February 20, 2012


On the 19th of February, 2012, the Pan African Climate Justice Alliance (PACJA) held a 3 hour consultative forum on the sidelines of the 12th Special UNEP Governing Council, GMEF. Taking into consideration that COP 17 did NOT offer concrete pathways to solve the climate change crisis, PACJA raised an appeal to the delegates to the Governing Council to effectively strategize on means of engaging each other on a common platform to discuss issues as the climate change and seek mutual understanding on the green economy so that the world may meet the expectations of sustainable development. PACJA pointed out that RIO+20 will not fix the global financial and climate change crisis but the GC will provide and avenue that global leaders, civil society and development partners to utilize and find distinct roles for all in the countdown to RIO+20 to discuss the issues of sustainable development and COP 18 later in the year.

As we mark the 20 years since the landmark of the United Nations Convention on Environment Development in 1992, up to more than seven billion people are experiencing the effects of the worst economic and environmental crisis in the global history. We face a huge rise of social inequalities and extreme poverty, with climate-related hunger affecting directly over one billion people every day.
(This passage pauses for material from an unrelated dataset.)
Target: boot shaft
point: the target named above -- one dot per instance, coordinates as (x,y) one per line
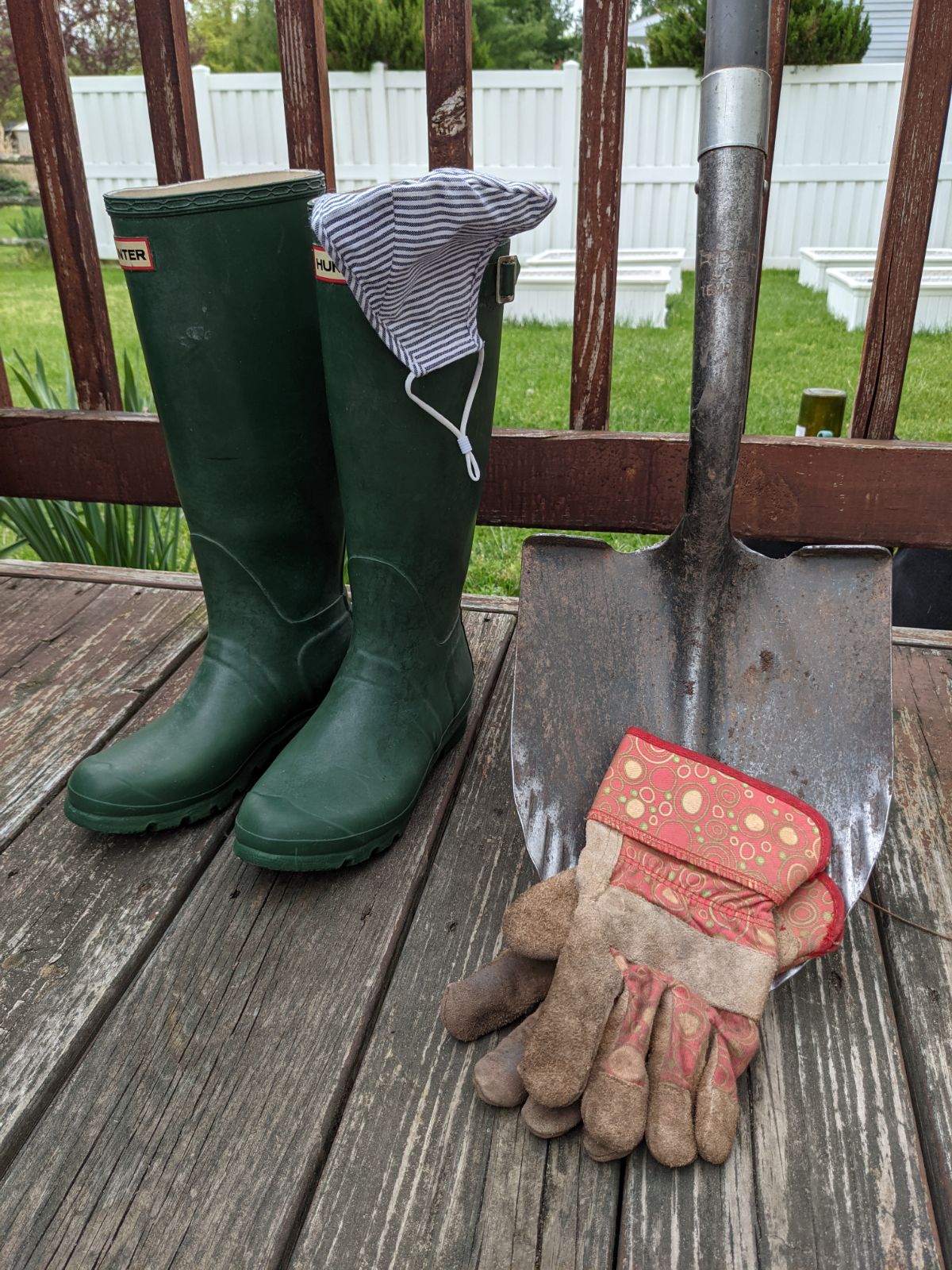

Climate Change, which has emerged over time as the biggest threat to the survival of humanity and health of the planet, has gained significant space in international diplomatic and political interactions. “Resources and distance are some of the constraints that Africans face as we try to mitigate and adapt to climate change” Mithika Mwenda the continental secretariat to the Pan African Climate Justice Alliance stressed as he gave his welcoming speech.
The stakeholder consultative forum was meant to give highlights of what is most important in the Governing Council and the RIO+20 and how African nations need to strategize to achieve a just sustainable future.

What did we ‘gain’?

  1. The operationalization of the GCF was a huge boost to African nations to provide the necessary funds so that Africa can address to its urgent needs. However this has its own impediments since developing nations have NOT yet acknowledged to the first track of $30 billion and up to $100 billion annually.
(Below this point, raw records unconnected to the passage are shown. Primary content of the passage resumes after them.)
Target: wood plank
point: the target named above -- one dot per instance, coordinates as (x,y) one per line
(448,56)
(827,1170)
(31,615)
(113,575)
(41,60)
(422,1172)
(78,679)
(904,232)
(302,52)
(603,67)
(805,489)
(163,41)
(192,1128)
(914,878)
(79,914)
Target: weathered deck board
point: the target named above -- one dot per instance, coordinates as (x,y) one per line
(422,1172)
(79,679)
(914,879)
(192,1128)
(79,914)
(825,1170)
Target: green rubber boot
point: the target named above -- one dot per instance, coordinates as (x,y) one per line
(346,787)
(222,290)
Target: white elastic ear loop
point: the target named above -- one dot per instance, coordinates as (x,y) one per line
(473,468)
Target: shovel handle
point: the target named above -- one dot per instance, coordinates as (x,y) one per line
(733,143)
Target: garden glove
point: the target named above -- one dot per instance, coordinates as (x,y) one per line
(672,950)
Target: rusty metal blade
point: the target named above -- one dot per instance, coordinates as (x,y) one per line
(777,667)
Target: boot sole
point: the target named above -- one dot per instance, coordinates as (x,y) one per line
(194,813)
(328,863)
  2. The Kyoto Protocol did not expire however it did not become healthier and has thus lost its strength towards its role in addressing climate change.

There is need to incorporate the context of the Common But Differentiated Responsibility (CBDR) so that developing nations can address climate change in their own capacity there within. “After the COP meeting my enthusiasm dwindled since it is the failure of the world to take issues into their own hands that has made climate change be so disastrous for LDCs and SIDs” Augustine Njamnshi “The fact that the other person keeps on telling you that ‘I do not owe you’ should be taken as an understatement by all developing nations” he further explained.

Nelson Mufu who works with the Millennium Campaign outlined that there is dire need to have an outcome that delivers in terms of poverty and sustainable development more intensively on poverty eradication, access to renewable energy, address the concerns of forest degradation, degradation and other developmental issues aggravated by climate change. He noted that “No one will come to make us understand these processes. We need to make ourselves understand these United Nations processes.”